Alcuni distretti scolatici americani, come quello di Hillsborough, in New Jersey, stanno introducendo in via sperimentale materiali di Google — tablet Nexus 7, applicazioni dedicate, una versione di Google Play modificata per le scuole — in tutte le classi dal «kindergarden» alla quarta elementare: un’iniziativa che rivoluziona il modo d’insegnare e il rapporto dei bambini con l’apprendimento. Esperimento interessante e, certo, non unico: sono moltissime le scuole che hanno già adottato gli iPad della Apple mentre da anni Bill Gates finanzia con la sua fondazione filantropica, oltre alla lotta alle malattie endemiche in Africa, anche quella contro il decadimento del sistema scolastico Usa. Che lui cerca di rilanciare, a partire dallo Stato di Washington (quello della sua azienda), con potenti iniezioni di software . Soprattutto quello firmato Microsoft, ovviamente.
Ancora una volta iniziative interessanti, sostenute da uno sforzo d’innovazione sicuramente ammirevole. Ma anche una rivoluzione tecnologica e culturale che rischia di provocare disorientamento e danni di lungo periodo per via di una gestione piuttosto casuale delle nuove soluzioni. Dietro le quali non c’è quasi mai una riflessione approfondita da parte dei responsabili scolastici sull’impatto che l’universo digitale sta avendo sulla formazione dei ragazzi e sui programmi scolastici. A proporre, sviluppare e incanalare, sono le aziende digitali: le società della Silicon Valley sono i soggetti che ne sanno di più, quelli più in grado di guardare lontano, è vero. Ma i loro interessi non possono coincidere con quelli dei responsabili di un sistema scolastico.

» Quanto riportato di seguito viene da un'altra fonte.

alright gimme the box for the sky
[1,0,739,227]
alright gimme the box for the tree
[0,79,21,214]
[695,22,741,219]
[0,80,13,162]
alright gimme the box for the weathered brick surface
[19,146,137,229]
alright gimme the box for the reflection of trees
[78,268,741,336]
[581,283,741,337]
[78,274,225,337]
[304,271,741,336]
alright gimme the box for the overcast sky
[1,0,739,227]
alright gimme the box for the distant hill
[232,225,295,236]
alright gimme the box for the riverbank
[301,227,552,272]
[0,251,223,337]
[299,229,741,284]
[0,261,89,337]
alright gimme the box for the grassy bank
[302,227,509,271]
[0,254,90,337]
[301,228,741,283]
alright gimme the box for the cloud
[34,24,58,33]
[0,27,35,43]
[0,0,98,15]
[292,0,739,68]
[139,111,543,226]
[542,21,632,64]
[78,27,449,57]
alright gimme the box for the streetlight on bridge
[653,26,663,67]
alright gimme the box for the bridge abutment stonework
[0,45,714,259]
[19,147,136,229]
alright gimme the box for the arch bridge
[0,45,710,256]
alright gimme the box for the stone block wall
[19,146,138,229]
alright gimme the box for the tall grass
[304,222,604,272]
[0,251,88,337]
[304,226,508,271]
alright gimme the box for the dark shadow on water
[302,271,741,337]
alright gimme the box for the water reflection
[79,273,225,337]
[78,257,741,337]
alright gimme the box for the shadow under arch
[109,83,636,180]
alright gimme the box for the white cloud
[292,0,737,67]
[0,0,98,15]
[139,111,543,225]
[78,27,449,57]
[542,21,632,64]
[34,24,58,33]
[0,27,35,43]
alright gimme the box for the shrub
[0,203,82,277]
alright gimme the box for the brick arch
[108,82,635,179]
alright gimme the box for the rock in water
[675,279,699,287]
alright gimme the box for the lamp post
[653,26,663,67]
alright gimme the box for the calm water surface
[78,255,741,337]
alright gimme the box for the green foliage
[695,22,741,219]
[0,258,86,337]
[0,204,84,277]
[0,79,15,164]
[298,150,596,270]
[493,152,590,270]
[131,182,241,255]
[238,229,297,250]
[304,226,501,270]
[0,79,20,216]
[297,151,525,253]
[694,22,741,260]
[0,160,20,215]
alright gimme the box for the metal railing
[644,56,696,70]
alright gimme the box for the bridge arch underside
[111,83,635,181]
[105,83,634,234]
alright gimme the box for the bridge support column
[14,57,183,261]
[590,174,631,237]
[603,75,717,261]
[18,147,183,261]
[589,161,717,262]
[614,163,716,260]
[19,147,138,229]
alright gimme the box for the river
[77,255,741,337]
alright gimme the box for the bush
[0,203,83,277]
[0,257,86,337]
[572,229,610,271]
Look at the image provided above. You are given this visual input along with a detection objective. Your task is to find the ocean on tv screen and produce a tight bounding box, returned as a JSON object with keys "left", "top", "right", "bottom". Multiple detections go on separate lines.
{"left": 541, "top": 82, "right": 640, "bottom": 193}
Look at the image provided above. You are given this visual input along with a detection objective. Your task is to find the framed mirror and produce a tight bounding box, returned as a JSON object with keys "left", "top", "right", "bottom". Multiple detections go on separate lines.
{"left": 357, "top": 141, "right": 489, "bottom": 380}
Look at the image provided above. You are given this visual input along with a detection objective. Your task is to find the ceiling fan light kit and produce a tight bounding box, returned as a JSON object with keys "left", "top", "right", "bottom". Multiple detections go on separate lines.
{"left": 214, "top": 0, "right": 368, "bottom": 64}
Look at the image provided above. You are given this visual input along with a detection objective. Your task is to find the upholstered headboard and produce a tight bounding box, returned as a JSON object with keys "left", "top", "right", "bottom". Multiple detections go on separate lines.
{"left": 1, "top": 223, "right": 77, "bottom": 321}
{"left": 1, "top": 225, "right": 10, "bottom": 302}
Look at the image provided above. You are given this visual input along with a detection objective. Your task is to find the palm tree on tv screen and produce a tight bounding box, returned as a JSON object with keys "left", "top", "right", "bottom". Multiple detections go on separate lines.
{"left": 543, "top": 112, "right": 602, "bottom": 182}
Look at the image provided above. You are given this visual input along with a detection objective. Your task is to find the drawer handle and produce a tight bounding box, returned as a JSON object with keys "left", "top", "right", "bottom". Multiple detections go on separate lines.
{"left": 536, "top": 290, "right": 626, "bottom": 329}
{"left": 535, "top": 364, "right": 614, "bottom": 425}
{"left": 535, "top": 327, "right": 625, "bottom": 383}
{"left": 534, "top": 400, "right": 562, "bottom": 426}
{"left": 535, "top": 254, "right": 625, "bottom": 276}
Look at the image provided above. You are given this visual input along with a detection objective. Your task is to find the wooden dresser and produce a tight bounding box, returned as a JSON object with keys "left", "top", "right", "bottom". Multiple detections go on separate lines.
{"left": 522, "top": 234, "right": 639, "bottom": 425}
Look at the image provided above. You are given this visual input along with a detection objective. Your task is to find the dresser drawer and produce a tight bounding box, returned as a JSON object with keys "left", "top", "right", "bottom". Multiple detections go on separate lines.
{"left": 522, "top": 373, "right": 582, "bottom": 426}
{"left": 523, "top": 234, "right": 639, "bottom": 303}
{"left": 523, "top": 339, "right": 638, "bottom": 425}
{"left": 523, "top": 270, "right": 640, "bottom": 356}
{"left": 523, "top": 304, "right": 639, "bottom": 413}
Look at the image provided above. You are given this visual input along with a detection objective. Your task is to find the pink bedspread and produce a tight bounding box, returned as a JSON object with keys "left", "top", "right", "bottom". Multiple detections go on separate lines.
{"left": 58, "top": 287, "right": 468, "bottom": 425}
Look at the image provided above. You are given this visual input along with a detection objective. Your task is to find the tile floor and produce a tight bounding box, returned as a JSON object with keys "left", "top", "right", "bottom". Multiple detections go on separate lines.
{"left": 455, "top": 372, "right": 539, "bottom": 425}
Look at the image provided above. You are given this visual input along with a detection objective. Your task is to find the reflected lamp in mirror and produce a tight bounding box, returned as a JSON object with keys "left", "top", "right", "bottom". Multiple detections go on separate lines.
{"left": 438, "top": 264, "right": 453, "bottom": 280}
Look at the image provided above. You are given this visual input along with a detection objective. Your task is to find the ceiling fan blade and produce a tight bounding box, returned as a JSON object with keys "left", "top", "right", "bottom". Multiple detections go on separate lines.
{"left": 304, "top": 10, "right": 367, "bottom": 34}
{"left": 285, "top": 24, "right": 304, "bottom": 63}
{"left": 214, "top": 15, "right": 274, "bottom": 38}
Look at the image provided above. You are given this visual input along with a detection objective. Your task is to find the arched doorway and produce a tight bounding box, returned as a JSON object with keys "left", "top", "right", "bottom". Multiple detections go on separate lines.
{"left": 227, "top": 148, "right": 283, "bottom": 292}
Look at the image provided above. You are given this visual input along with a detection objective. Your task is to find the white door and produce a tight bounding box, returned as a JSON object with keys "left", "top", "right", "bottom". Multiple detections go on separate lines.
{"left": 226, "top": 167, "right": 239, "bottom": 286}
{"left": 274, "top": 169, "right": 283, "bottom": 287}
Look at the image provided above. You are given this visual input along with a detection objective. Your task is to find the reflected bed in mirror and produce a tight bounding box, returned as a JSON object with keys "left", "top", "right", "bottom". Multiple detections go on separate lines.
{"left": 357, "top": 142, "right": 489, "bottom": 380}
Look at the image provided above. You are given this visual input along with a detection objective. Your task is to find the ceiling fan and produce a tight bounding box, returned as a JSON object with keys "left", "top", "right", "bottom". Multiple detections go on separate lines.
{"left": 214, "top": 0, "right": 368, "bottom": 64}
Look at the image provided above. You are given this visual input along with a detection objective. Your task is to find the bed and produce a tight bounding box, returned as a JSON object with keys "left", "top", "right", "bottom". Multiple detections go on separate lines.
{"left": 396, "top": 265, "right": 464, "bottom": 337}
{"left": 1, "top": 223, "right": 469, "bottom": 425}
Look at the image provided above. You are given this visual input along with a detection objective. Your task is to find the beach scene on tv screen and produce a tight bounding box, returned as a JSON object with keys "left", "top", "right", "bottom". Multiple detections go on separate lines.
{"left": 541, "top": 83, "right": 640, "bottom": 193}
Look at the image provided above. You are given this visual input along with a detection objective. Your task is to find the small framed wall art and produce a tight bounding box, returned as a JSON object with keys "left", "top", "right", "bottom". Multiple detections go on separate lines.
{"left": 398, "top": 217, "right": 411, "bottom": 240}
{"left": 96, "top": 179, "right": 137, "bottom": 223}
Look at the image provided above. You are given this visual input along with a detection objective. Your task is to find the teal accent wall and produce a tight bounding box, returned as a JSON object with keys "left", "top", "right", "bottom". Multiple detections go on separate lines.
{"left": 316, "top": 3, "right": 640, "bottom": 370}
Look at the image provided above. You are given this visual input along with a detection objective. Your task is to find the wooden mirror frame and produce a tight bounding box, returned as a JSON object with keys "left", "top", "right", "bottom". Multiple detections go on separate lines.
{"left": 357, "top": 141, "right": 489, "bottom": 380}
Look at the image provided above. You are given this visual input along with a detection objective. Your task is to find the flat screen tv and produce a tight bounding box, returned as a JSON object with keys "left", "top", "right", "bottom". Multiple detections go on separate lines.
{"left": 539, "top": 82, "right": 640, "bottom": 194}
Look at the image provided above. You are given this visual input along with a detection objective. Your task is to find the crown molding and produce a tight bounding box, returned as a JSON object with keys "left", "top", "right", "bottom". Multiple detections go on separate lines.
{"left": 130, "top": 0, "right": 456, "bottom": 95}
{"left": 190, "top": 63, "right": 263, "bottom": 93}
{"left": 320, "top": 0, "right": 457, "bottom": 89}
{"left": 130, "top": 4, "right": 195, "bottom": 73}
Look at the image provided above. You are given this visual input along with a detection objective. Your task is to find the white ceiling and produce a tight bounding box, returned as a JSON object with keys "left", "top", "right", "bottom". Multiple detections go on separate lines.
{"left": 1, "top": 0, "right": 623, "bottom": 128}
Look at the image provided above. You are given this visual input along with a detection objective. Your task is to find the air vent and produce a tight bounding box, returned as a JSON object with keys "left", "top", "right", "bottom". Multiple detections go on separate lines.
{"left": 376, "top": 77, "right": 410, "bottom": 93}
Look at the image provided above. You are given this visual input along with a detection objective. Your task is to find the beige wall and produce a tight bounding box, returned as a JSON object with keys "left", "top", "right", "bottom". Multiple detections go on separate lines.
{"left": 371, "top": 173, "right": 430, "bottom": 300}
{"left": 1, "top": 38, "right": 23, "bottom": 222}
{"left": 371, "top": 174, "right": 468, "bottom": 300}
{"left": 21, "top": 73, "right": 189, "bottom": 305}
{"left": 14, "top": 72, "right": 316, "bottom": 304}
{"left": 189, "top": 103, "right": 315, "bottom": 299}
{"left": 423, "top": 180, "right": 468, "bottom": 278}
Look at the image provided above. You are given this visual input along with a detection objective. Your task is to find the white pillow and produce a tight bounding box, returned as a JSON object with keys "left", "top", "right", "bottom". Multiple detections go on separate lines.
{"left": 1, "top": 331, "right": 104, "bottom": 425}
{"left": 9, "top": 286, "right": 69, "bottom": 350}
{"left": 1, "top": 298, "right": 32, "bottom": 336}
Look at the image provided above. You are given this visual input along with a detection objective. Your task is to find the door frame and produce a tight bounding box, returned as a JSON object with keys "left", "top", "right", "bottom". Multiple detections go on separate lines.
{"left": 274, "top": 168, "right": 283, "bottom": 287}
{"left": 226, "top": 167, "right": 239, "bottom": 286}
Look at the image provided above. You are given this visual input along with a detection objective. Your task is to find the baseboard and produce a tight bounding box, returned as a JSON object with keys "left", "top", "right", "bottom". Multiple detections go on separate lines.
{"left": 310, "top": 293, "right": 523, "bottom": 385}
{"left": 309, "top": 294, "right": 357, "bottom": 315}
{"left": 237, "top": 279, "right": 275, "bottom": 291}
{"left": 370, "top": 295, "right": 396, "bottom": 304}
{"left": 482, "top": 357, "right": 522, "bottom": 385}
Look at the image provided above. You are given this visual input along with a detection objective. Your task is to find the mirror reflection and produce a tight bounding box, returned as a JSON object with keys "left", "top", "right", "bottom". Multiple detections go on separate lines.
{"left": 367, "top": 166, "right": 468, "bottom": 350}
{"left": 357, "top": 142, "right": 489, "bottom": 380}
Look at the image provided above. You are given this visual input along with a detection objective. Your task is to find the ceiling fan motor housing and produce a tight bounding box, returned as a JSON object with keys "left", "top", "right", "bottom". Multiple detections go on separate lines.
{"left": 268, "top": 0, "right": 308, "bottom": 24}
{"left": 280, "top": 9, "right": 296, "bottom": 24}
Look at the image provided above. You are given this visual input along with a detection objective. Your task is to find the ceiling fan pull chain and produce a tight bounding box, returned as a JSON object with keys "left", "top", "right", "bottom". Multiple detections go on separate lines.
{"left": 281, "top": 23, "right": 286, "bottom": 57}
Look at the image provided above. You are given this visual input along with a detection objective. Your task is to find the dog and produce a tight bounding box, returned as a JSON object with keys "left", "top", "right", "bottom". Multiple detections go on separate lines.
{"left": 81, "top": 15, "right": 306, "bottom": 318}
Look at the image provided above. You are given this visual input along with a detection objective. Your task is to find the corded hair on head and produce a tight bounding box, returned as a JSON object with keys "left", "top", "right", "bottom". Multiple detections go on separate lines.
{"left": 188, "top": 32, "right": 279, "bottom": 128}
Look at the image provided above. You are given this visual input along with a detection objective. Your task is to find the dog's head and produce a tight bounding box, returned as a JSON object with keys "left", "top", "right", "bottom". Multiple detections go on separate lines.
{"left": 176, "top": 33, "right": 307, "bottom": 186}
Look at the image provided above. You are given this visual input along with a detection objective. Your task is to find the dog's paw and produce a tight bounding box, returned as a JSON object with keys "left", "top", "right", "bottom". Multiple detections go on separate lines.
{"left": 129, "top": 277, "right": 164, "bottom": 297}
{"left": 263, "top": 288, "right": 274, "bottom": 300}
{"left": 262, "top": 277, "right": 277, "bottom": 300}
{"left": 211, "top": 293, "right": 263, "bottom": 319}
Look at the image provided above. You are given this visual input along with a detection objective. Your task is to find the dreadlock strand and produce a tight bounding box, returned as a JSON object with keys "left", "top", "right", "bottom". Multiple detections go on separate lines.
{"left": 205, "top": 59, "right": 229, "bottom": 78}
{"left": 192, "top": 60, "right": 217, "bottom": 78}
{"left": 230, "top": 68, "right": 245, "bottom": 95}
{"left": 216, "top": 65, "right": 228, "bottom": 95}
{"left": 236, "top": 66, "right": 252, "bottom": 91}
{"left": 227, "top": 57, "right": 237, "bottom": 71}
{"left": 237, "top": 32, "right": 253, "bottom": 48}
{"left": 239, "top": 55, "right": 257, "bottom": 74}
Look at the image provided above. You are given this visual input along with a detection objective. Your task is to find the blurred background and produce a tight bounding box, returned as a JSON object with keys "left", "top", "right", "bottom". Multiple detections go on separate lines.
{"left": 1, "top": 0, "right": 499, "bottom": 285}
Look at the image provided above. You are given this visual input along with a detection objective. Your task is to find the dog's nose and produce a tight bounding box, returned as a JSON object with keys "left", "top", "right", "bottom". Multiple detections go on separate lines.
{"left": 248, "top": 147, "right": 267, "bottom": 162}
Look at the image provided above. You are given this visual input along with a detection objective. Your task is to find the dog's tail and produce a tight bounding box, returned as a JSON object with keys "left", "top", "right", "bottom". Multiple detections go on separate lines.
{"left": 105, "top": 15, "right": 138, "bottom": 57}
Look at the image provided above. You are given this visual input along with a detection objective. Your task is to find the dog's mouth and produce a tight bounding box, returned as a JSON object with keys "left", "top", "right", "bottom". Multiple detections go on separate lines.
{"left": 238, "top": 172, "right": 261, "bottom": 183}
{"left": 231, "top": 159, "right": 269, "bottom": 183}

Una conferma viene da un altro caso che investe, ormai, gran parte del mondo dell’istruzione Usa. Parliamo dell’elaborazione dei dati degli istituti e di quelli dei risultati degli studenti, ormai trasferiti in un universo impalpabile. I dati, in sostanza, emigrano dai vecchi registri cartacei alle cloud : quelle nuvole virtuali zeppe di informazioni che continuano a moltiplicarsi nell’etere fino a diventare l’archivio digitale delle nostre vite. Nulla di strano se lo fanno anche le scuole. Ma ora quelle nuvole sono in mano ad aziende informatiche che non fanno mistero di voler realizzare profitti utilizzando i dati degli studenti. Dati che vengono depositati nella cloud senza alcuna precauzione né garanzie circa il rispetto della privacy degli allievi. Qualche giorno fa la stampa Usa si è improvvisamente accorta di questa nuova minaccia: ha scoperto, ad esempio, che solo nel 7 per cento dei casi le scuole che affidano dati a società private chiedono loro di non venderli. La cosa curiosa è che la scoperta non è venuta da un’indagine giornalistica né da un’iniziativa ministeriale o da un garante della riservatezza. No: tutto nasce da un’indagine della Fordham University, l’accademia dei gesuiti Usa. Dopo la pubblicazione dello studio si sono mossi in tanti. Per gli attivisti dello «Student Privacy Project» quella di affidare i dati a società private è una scelta «priva di basi legali e tecniche» mentre Microsoft, che ha cofinanziato la ricerca della Fordham, riconosce che il problema è reale, ma vorrebbe che a risolverlo fossero le stesse aziende con l’autoregolamentazione.